The government also incurred the greatest expenditure on average annual societal costs than private OOP costs for the ID participants aged 5–60 years old (Table 2). In general, the total average annual societal costs of the ID participants increased with age, as different costs are included in the different stages of life of the ID participant, for example, education costs and specialized accommodation costs (Figure 1). As some of these societal costs, particularly those of education and accommodation, are less reliant on carers, the societal costs relating to carers and their spouse decreased over time (Table 3).
Expectedly, the greatest income lost among the ID participants occurred throughout the typical working age of 19–60 years (Table 2). For the carers and their spouse, the income lost was greatest when the ID participants were in the youngest age groups, decreasing to 0 by the time the ID participant was aged 40–60, when the carers themselves moved beyond working age (Table 3).
The total average annual societal costs are considerably higher than the total average annual healthcare costs, comprising approximately 89.2% of the total average annual costs.

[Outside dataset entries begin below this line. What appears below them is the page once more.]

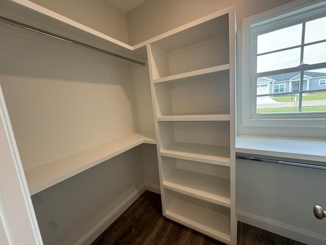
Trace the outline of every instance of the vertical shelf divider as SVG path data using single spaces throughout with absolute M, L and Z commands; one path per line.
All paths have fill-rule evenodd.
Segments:
M 163 214 L 232 245 L 235 23 L 231 6 L 147 44 Z

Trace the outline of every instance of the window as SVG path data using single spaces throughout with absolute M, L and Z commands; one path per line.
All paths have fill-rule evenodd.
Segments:
M 243 125 L 292 127 L 296 119 L 300 126 L 309 119 L 321 125 L 326 1 L 294 1 L 243 23 Z M 272 89 L 257 88 L 266 80 L 273 81 Z
M 299 91 L 299 83 L 295 83 L 293 84 L 292 91 L 293 91 L 293 92 Z
M 282 93 L 284 92 L 285 84 L 274 84 L 274 93 Z

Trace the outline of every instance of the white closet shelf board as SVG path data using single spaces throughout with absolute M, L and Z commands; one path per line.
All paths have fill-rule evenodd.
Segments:
M 173 113 L 157 117 L 158 121 L 229 121 L 229 111 L 214 111 L 195 113 Z
M 160 151 L 161 155 L 230 166 L 230 146 L 176 142 Z
M 326 162 L 324 139 L 237 135 L 237 153 Z
M 154 133 L 132 133 L 40 166 L 24 169 L 30 194 L 35 194 L 143 143 L 155 144 Z
M 193 80 L 203 80 L 213 77 L 225 76 L 228 74 L 229 68 L 230 65 L 226 64 L 154 79 L 153 83 L 154 84 L 167 82 L 169 82 L 170 83 L 182 83 Z
M 227 244 L 230 243 L 230 216 L 226 208 L 214 210 L 197 205 L 196 201 L 174 197 L 167 207 L 165 216 L 180 224 L 213 237 Z M 221 212 L 220 212 L 221 211 Z
M 233 6 L 221 9 L 136 44 L 133 48 L 153 43 L 169 52 L 225 34 L 228 33 L 227 14 L 232 9 Z
M 118 49 L 118 51 L 122 52 L 123 52 L 123 50 L 125 50 L 125 52 L 127 50 L 135 51 L 135 50 L 138 50 L 139 53 L 137 54 L 137 55 L 139 57 L 137 58 L 134 56 L 133 57 L 130 58 L 140 59 L 141 57 L 142 57 L 144 59 L 146 59 L 146 50 L 143 48 L 148 44 L 152 43 L 165 37 L 171 36 L 173 34 L 178 33 L 182 31 L 186 30 L 193 27 L 195 27 L 195 28 L 198 28 L 198 27 L 196 26 L 199 24 L 208 21 L 214 18 L 221 16 L 222 16 L 223 21 L 226 21 L 227 23 L 227 17 L 223 15 L 227 14 L 232 8 L 228 7 L 222 9 L 197 20 L 181 26 L 181 27 L 175 28 L 157 36 L 142 42 L 140 43 L 131 46 L 128 44 L 119 41 L 93 29 L 80 24 L 72 19 L 65 17 L 63 15 L 40 6 L 29 0 L 9 0 L 4 2 L 7 3 L 6 4 L 7 6 L 2 6 L 2 9 L 0 10 L 0 13 L 4 17 L 9 18 L 14 18 L 15 20 L 19 22 L 35 26 L 41 29 L 45 29 L 50 32 L 52 31 L 51 32 L 55 33 L 53 31 L 57 31 L 59 32 L 59 33 L 57 32 L 56 34 L 68 38 L 70 37 L 72 39 L 75 38 L 75 37 L 80 37 L 81 38 L 78 38 L 78 41 L 82 41 L 83 39 L 91 40 L 91 43 L 89 43 L 90 45 L 91 45 L 92 43 L 99 44 L 101 43 L 100 46 L 98 46 L 98 47 L 105 49 L 104 47 L 106 47 L 107 48 L 110 48 L 110 50 L 108 50 L 108 51 L 111 51 L 111 50 L 112 50 L 112 48 L 113 50 Z M 14 15 L 13 16 L 13 15 Z M 223 18 L 225 19 L 225 20 Z M 221 20 L 219 20 L 219 21 L 221 21 Z M 212 26 L 215 24 L 214 21 L 212 21 L 211 23 L 209 23 Z M 187 41 L 188 42 L 189 42 L 188 40 L 192 40 L 192 38 L 189 38 L 188 36 L 187 37 L 187 35 L 192 35 L 192 37 L 195 38 L 191 41 L 192 43 L 193 43 L 194 42 L 198 42 L 202 40 L 206 40 L 209 39 L 210 37 L 211 38 L 214 37 L 216 35 L 220 35 L 224 34 L 223 33 L 226 33 L 227 32 L 227 30 L 225 27 L 224 27 L 225 25 L 221 24 L 221 22 L 220 22 L 220 24 L 217 26 L 221 27 L 217 29 L 214 28 L 213 30 L 215 30 L 215 31 L 213 33 L 212 33 L 211 30 L 209 30 L 209 28 L 199 28 L 198 30 L 201 35 L 198 34 L 199 33 L 196 34 L 193 33 L 192 35 L 191 33 L 194 32 L 194 30 L 189 32 L 190 33 L 189 34 L 185 33 L 182 35 L 185 37 L 184 41 Z M 180 45 L 181 46 L 185 46 L 184 43 L 182 43 L 180 37 L 176 37 L 177 39 L 179 39 L 179 41 L 176 42 L 175 44 L 177 44 L 177 46 L 180 46 Z M 172 37 L 172 38 L 175 38 L 176 37 Z M 167 42 L 165 41 L 165 42 Z M 189 43 L 189 44 L 190 44 L 191 43 Z M 160 44 L 159 43 L 159 44 Z M 123 48 L 119 48 L 119 47 Z M 142 48 L 140 50 L 141 47 Z M 166 47 L 168 47 L 169 49 L 176 49 L 175 48 L 175 46 Z M 137 52 L 127 53 L 127 54 L 134 56 L 137 54 L 136 53 Z M 124 54 L 119 53 L 119 54 L 123 55 Z
M 128 44 L 28 0 L 0 2 L 3 17 L 131 59 L 147 59 L 145 47 L 132 51 Z
M 188 195 L 230 207 L 229 179 L 176 169 L 171 176 L 165 177 L 163 186 Z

A breakdown of the government costs (Commonwealth government and state government) can be found in Supplementary Table S2.
On average, the annual cost of NDIS packages for those participants in receipt of NDIS with mild ID was AUD 25,257, increasing to AUD 96,452 for those with severe ID (Table 4). The average cost for those with an NDIS package increased by age, with the average cost rising to AUD 112,506 for those aged 40–60 years (Table 4).

3.2. Lifetime Costs

We estimated the total lifetime cost of caring for a person with ID to be AUD 6,957,691 per person and AUD 10,800,988 per household (Table 5). The Commonwealth government incurred the highest total lifetime cost (AUD 6,011,629 per person and AUD 9,332,339 per household), with accommodation comprising the largest cost at AUD 3,071,105 per person and AUD 4,767,525 per household. The total lifetime private OOP costs were estimated to be AUD 2,693,437 per person and AUD 4,181,240 per household, higher than the total lifetime cost to state government at AUD 616,787 per person and AUD 957,489 per household (Table 5).

3.3. National Costs

In aggregate, the national total annual cost of familial ID is about AUD 5.7 billion based on our survey data. Based on the administrative data estimates, there are approximately 57,995 people in Australia with familial ID, and the national total annual cost of familial ID through NDIS payments is AUD 5.8 billion. The national total lifetime cost of familial ID is estimated to be AUD 403 billion.
In our sensitivity analysis, we assumed that a person with familial ID was expected to live up to the age of 50–70 years old (rather than 60 years, as in the base case). Using these assumptions, the national total lifetime cost of familial ID was estimated to be AUD 334 billion and AUD 473 billion, respectively.

4. Discussion

This study has demonstrated the high healthcare and societal costs of familial ID, with societal costs comprising an extraordinary 89.2% of total lifetime costs. Notably, families bear a very significant financial cost, even in Australia where we have a universal health system, welfare payments, and other subsidies, including the NDIS for those with an intellectual disability. Compared to dementia and mental health disorders, the cost of ID is greater, due to the early onset of the disorder, and families are more likely to struggle financially and have a higher caring load [34]. In Australia, the cost of dementia in 2016 was estimated to be AUD 14.25 billion (AUD 35,550 per person per year), with 62% composed of healthcare costs and 38% of societal costs [35].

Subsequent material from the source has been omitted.